# Pre Processing techniques for NLP

## Stop Words

The words which are generally filtered out out before processing a natural language are called stop words .
These are the words which do not carry meaningful information about the content of the text.
Stop words are used to remove noise from the data and speed up the computation process.
Ex:the", "is", "at", "which", "and", "on", "in", "of", "to", etc.,  we can even include punctuations here

To perform the stop words operation, we will use the NLTK library. NLTK stands for Natural Language Toolkit. It is a leading platform for building Python programs to work with human language data, particularly in the field of natural language processing (NLP). NLTK provides easy-to-use interfaces to over 50 corpora and lexical resources such as WordNet, along with a suite of text processing libraries for classification, tokenization, stemming, tagging, parsing, and semantic reasoning, among other NLP tasks.

In [1]:
from nltk.corpus import stopwords
from string import punctuation
import nltk



In [2]:
#Example sentence to perform stop words operation
sentence="""NLTK is a leading platform for building Python 
programs to work with human language data."""

In [3]:
stop_words=stopwords.words("english")
 

nltk.download('stopwords') run this code if the above code is throwing an error

In [4]:
#Example stop words
print(stop_words[0:20]) 

['i', 'me', 'my', 'myself', 'we', 'our', 'ours', 'ourselves', 'you', "you're", "you've", "you'll", "you'd", 'your', 'yours', 'yourself', 'yourselves', 'he', 'him', 'his']


In [5]:
punc=list(punctuation)

In [6]:
stop_words.extend(punc)

Now we have added all the stop words and unnecessary punctuation marks in the stop_words variable

Now we will be transforming sentence into lower case and splitting it because the stop words is in lower case and in form of list

In [7]:
sentence_splitted=sentence.lower().split()

In [8]:
sentence_splitted

['nltk',
 'is',
 'a',
 'leading',
 'platform',
 'for',
 'building',
 'python',
 'programs',
 'to',
 'work',
 'with',
 'human',
 'language',
 'data.']

In [9]:
sentence_without_stopwords=[word for word in sentence_splitted if word not in stop_words]

In [10]:
len(sentence_without_stopwords)

10

In [11]:
len(sentence_splitted)

15

Now join the sentence without stop words and compare it with original sentence

In [12]:
fullsentence_without_stopwords=' '.join(sentence_without_stopwords)

In [13]:
fullsentence_without_stopwords

'nltk leading platform building python programs work human language data.'

In [14]:
sentence

'NLTK is a leading platform for building Python \nprograms to work with human language data.'

We can see the difference between the original sentence and the updated sentence

## Tokens

In natural language processing (NLP), tokens are the individual units of text that make up a larger body of text. These units can vary depending on the level of granularity required for the task at hand. Tokenization is the process of breaking down text into these smaller units.

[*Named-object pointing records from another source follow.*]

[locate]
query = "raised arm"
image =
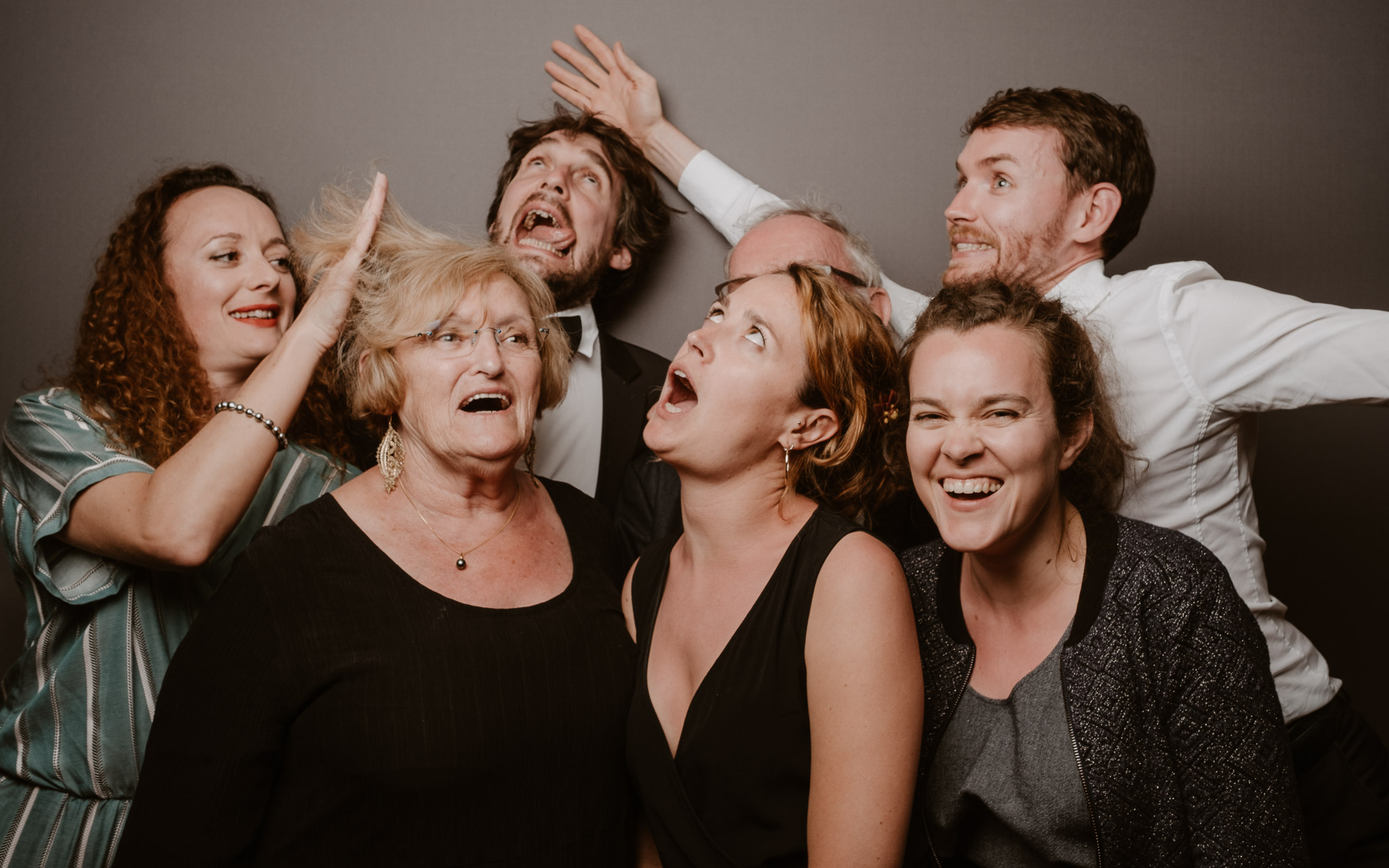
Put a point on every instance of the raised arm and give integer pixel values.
(1251, 351)
(627, 96)
(864, 685)
(178, 515)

Here are some common types of tokens in NLP:

1. **Word Tokens**: These are tokens representing individual words in the text.

2. **Character Tokens**: These tokens represent individual characters in the text.

3. **Subword Tokens**: These tokens represent smaller linguistic units, such as prefixes, suffixes, or roots of words. Subword tokenization is often used to handle out-of-vocabulary words and improve the generalization of models.

4. **Special Tokens**: These are tokens that serve specific purposes in certain models or tasks. They are not typically part of the input text but are added during preprocessing or model training to convey additional information.

Now, let's take the example of BERT (Bidirectional Encoder Representations from Transformers), one of the most popular models used in NLP. BERT utilizes several special tokens:

1. **[CLS]** (Classification Token): In BERT, the input to the model consists of a sequence of tokens. BERT adds a special [CLS] token at the beginning of every input sequence. This token is used to represent the sequence as a whole for tasks such as sentence classification or sentence pair classification.

2. **[SEP]** (Separator Token): BERT uses the [SEP] token to separate pairs of sentences in tasks such as question answering or natural language inference. It indicates the end of one sentence and the beginning of another.

3. **[MASK]** (Mask Token): During pretraining, BERT employs the [MASK] token to mask certain tokens in the input sequence. The model is then trained to predict these masked tokens based on the context provided by the surrounding tokens.

4. **[PAD]** (Padding Token): In order to process sequences of varying lengths efficiently, BERT pads shorter sequences with [PAD] tokens to make them equal in length to the longest sequence in the batch.

These special tokens play crucial roles in how BERT processes and understands text, enabling it to perform tasks such as text classification, named entity recognition, and question answering effectively.

## Tokenization

Tokenization is the process of breaking down a text or a sequence of characters into smaller units called tokens. These tokens can be words, subwords, or characters, depending on the granularity required for the task at hand. Tokenization is a fundamental step in natural language processing (NLP) and is essential for tasks such as text analysis, sentiment analysis, language modeling, and machine translation.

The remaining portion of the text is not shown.